The temple fire killed 40 women in Wufeng village in eastern Zhejiang province, while 53 people died when a blaze swept through a crowded shopping mall in Jilin, some 1,000 miles farther northeast.

Preliminary investigations suggest the mall fire started in a temporary storehouse near a boiler room at the back of the building, according to the state news agency Xinhua.

The two disasters in far flung cities highlighted China's poor fire safety standards.

One of China's last major fires, a blaze at a Beijing internet café that killed 25 people in June 2002, sparked a public outcry over shoddy safety standards.

Similar concerns erupted after a blaze at a dance hall in the city of Luoyang on December 25, 2000, which killed 309 disco revellers and construction workers.

In Wufeng, site of the temple fire, a local government official said investigators suspected the blaze was caused by incense offerings.

But it was not the final conclusion and Yang Caihong, a resident of Qunle village about 10 miles away, said it may have been caused by smouldering cigarette.

"The fire was caused by a woman smoking cigarettes outside. She's still alive," Yang said.

Police arrested a man they said had organised the prayer session in the thatched, bamboo hut, which was less than 650 square feet, Xinhua said.

Police and state media said the villagers were engaging in "superstitious activities" banned after the Communists took power in 1949 and cracked down on an array of beliefs, including traditional folk religions common in the vast countryside.

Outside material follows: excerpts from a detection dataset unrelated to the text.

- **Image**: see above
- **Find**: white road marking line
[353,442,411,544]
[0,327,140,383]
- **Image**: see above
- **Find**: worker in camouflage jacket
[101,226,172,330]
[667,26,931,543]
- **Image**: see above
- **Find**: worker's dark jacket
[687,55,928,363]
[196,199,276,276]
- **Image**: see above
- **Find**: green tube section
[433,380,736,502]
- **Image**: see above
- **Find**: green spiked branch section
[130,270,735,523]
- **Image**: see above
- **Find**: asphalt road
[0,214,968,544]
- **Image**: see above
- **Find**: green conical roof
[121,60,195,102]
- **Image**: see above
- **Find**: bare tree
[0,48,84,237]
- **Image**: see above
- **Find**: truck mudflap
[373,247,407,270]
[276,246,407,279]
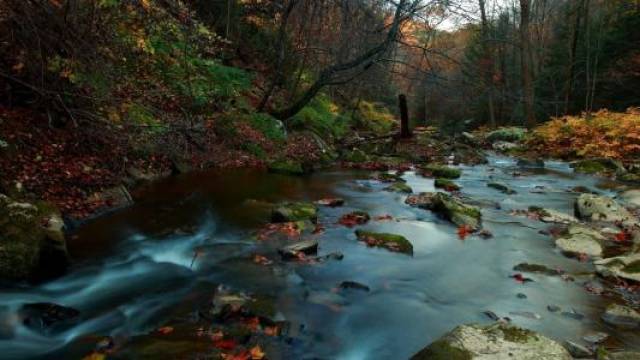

State television said six people were injured in the fire, which razed the structure.

Xinhua said one of the injured died yesterday, bringing the death toll to 40.

Television footage showed clothing strewn on the charred ground and investigators combing the site at night behind a cordon.

Authorities were also investigating further the cause of the fire that swept through the shopping mall in Jilin Sunday, killing 53 people and injuring 71.

Many people, who were bundled in thick coats against the sharp cold, jumped from top floors of the four-storey building, witnesses said.

Wooden boards that were used to carry the dead and injured later lay strewn around the shopping centre, wet with blood.

Most of the victims were customers enjoying baths and billiard games on the upper floors of the shopping centre that had 111 shops and covered around 4,000 square yards.